His timing hardly could have been better. California always had been a boomer’s state, and no region was more fervent in this regard than the San Joaquin Valley. In 1914 the San Joaquin Counties Association made Laval its official photographer; his assignment was to portray the valley and all its glories for the 1915 Panama-Pacific International Exposition in San Francisco. He did not squander the opportunity. During the next year he shot hundreds of pictures, and sixty-four of these—enlarged to forty inches by eight feet—were chosen to adorn the San Joaquin Valley and California State buildings at the exposition.
That assignment ensured Laval’s success, bringing him the kinds of clients that would be the mainstay of his career—farmers and farm-related industries, including everything from raisin cooperatives to tractor factories, from wineries to the county horticultural association, the Fresno Chamber of Commerce, the American Cyanamid Chemical Corporation, the U. S. Department of Agriculture, and the Army Corps of Engineers.
All of this spelled incessant activity for Laval, who became a common sight as he bicycled to and from jobs over the unpaved Fresno roads with his heavy tripod, glass plates, and big box cameras strapped to his handlebars. When the paraphernalia became too cumbersome, he purchased a car, loaded it with equipment, and turned himself into a one-man mobile photographic studio. In 1927 he bought out his chief competitor, moved out of the old cow barn into a larger building (though keeping the barn as a personal studio), reorganized, and incorporated himself as the Laval Studios —a business capitalized at $75,000 and employing a staff of five. By now, he had become, and would remain, Fresno’s principal commercial photographer.

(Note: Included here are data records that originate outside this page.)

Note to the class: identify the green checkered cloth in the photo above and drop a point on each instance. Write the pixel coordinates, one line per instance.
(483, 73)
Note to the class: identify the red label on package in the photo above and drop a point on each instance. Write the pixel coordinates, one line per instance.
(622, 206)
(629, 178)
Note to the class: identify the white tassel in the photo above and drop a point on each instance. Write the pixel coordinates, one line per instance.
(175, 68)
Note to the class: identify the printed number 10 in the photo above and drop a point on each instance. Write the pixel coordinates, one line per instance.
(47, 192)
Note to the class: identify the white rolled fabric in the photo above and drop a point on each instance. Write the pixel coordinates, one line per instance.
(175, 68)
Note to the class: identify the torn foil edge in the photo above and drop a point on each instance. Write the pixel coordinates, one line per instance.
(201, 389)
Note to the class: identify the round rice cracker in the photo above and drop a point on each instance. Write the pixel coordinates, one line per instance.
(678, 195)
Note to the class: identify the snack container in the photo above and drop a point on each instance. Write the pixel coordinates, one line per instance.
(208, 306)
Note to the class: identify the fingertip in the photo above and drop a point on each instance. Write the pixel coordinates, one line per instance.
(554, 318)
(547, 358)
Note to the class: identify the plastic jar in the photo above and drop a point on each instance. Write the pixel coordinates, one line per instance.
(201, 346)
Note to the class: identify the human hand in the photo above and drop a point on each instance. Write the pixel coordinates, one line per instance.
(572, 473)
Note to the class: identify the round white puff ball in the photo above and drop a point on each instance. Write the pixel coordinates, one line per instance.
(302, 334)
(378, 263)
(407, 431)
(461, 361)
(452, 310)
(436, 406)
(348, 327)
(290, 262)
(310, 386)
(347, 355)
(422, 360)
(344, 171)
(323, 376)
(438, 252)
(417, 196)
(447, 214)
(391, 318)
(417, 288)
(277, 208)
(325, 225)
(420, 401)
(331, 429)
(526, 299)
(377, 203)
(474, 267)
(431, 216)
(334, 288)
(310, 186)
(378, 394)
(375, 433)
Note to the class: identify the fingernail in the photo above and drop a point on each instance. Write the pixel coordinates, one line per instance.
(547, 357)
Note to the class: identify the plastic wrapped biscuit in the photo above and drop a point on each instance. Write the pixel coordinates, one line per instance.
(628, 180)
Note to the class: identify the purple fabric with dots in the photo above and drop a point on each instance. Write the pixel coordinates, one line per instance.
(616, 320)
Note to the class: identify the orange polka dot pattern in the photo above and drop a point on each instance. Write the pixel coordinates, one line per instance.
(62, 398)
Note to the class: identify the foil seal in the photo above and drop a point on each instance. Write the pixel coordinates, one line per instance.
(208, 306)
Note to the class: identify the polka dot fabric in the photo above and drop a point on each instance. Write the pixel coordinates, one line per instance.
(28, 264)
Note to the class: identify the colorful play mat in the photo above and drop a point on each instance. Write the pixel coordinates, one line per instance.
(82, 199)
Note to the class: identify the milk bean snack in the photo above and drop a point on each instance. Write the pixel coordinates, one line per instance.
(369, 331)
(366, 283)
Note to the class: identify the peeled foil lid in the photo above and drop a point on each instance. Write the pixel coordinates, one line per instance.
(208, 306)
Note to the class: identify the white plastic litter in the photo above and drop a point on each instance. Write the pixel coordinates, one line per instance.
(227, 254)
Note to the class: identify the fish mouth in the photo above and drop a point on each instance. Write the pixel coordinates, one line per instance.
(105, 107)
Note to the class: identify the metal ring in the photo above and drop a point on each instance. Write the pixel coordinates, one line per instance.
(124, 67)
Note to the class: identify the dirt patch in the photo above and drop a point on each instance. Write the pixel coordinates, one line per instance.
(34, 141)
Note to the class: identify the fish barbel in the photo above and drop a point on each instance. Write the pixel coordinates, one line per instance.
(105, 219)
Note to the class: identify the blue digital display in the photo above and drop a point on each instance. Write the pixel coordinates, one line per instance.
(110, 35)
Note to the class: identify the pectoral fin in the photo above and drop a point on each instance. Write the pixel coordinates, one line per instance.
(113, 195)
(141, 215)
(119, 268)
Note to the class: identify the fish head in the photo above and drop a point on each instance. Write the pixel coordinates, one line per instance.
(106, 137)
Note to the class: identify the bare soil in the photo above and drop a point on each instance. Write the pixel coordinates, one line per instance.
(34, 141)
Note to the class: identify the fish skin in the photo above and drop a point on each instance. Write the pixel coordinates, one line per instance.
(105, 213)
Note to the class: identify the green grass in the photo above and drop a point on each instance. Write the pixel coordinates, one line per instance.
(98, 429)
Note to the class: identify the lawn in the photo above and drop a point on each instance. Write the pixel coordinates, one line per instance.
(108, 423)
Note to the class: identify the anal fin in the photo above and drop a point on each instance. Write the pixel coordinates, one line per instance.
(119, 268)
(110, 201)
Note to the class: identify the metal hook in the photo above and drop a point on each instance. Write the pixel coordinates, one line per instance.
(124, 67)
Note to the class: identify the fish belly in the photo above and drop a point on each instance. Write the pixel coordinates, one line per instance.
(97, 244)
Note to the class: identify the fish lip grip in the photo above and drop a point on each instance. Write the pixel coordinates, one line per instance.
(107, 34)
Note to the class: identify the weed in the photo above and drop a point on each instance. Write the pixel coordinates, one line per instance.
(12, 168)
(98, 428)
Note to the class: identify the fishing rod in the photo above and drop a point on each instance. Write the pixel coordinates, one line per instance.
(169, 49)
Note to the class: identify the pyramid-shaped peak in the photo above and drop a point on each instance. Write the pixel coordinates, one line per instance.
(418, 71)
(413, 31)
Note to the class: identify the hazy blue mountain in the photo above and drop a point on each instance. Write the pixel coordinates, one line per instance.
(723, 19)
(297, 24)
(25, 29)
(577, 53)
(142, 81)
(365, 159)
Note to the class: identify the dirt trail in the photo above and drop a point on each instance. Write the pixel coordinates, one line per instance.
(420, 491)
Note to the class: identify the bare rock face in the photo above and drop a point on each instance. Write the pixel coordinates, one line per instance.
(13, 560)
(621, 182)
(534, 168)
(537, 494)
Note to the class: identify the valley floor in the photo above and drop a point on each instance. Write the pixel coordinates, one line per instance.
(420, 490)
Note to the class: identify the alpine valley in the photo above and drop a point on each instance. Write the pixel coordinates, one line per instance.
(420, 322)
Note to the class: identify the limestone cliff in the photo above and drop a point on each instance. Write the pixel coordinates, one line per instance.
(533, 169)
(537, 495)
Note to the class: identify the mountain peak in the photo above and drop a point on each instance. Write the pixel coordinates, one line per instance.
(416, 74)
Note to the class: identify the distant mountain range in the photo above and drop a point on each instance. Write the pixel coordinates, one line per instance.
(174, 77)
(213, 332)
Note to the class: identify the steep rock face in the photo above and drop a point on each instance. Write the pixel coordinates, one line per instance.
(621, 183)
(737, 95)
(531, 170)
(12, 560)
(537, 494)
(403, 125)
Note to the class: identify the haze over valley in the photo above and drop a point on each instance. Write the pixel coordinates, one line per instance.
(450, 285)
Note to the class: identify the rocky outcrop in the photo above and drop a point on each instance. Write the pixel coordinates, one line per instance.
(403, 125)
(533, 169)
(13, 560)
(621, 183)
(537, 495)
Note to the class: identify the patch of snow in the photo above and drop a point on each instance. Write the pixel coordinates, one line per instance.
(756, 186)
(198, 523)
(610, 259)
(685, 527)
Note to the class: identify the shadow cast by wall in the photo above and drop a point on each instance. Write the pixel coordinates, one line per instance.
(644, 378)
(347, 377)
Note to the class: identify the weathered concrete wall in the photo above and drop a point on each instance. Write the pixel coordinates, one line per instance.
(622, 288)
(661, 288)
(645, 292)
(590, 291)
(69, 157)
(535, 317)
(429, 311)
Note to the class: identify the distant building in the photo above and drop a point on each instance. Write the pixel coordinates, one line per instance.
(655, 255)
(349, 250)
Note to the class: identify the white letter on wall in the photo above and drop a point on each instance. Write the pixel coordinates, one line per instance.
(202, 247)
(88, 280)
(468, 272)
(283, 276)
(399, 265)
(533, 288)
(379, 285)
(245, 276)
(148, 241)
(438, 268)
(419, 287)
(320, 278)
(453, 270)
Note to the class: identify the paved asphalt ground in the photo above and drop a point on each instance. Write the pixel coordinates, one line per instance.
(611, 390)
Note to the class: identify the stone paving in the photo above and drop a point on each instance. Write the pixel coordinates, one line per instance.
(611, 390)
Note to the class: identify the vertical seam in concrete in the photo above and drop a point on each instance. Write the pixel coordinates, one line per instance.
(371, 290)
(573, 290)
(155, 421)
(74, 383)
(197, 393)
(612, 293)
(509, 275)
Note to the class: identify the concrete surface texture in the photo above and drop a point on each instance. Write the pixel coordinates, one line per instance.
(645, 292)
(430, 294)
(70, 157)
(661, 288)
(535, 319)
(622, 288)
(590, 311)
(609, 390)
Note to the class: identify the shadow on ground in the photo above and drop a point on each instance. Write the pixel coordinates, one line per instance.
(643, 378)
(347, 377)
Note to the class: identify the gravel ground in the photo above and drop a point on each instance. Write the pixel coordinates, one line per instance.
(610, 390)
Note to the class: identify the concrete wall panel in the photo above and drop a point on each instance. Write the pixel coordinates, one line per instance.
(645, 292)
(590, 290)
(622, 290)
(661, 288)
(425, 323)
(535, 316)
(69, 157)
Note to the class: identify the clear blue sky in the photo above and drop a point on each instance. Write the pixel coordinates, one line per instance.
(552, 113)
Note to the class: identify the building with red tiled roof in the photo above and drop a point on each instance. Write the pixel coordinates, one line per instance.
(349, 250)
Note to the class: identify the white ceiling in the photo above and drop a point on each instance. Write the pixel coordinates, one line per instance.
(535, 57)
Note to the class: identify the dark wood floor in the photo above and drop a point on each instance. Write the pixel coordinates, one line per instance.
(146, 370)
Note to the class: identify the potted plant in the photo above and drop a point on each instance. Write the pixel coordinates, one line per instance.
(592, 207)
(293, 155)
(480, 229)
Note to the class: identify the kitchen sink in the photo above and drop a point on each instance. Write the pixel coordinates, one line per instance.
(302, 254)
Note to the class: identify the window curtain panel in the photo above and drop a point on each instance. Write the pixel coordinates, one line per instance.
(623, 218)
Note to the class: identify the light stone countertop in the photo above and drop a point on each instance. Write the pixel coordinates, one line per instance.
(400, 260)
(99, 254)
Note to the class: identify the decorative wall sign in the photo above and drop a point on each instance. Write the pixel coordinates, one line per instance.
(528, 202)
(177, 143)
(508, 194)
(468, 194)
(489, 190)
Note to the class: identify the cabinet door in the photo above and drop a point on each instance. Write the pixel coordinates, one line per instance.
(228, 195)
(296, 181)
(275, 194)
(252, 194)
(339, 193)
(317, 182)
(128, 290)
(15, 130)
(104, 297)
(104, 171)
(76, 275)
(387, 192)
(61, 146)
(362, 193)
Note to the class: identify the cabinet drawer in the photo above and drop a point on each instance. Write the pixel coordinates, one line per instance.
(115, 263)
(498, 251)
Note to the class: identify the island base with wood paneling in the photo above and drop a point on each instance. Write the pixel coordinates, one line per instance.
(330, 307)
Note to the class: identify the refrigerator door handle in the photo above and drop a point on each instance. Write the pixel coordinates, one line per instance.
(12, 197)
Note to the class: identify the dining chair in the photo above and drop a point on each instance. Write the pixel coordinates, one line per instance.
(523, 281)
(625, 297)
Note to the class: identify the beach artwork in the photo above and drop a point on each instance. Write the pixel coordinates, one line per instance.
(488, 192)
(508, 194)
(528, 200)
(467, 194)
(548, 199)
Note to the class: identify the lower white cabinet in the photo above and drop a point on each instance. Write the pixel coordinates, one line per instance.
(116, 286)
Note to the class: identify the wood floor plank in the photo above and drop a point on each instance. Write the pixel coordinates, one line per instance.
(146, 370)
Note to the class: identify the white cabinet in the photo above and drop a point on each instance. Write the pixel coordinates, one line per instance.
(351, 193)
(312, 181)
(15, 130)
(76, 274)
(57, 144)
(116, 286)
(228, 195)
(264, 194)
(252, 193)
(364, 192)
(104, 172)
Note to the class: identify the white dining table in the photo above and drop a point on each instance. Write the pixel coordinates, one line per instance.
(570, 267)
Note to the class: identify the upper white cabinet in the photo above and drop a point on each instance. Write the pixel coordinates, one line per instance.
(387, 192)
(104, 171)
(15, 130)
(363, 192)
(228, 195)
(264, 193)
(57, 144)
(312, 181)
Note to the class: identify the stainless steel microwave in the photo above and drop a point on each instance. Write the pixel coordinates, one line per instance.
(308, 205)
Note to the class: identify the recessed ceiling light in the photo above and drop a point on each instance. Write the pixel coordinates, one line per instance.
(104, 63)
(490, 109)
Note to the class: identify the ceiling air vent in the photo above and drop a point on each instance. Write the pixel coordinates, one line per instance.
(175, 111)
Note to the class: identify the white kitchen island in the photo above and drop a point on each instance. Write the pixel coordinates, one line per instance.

In 1936, when he moved into an even larger studio, Laval had the good sense to construct a brick vault in which to store his precious negatives. The wisdom of that decision, and its consequences for future generations, became apparent one night in January, 1964, when a teen-aged arsonist set fire to the basement of the storage building. The blaze flashed through the first floor and up an open stairway before firemen were able to put it out, but most of the negatives survived heat, smoke, and water damage.
After the fire, “Pop” seemed to lose strength. He entered Fresno Community Hospital for tests on May 13, 1965, and again on December 6. Several weeks later, he underwent major surgery, but never left the hospital. He died at the age of eighty-three on February 20, 1966.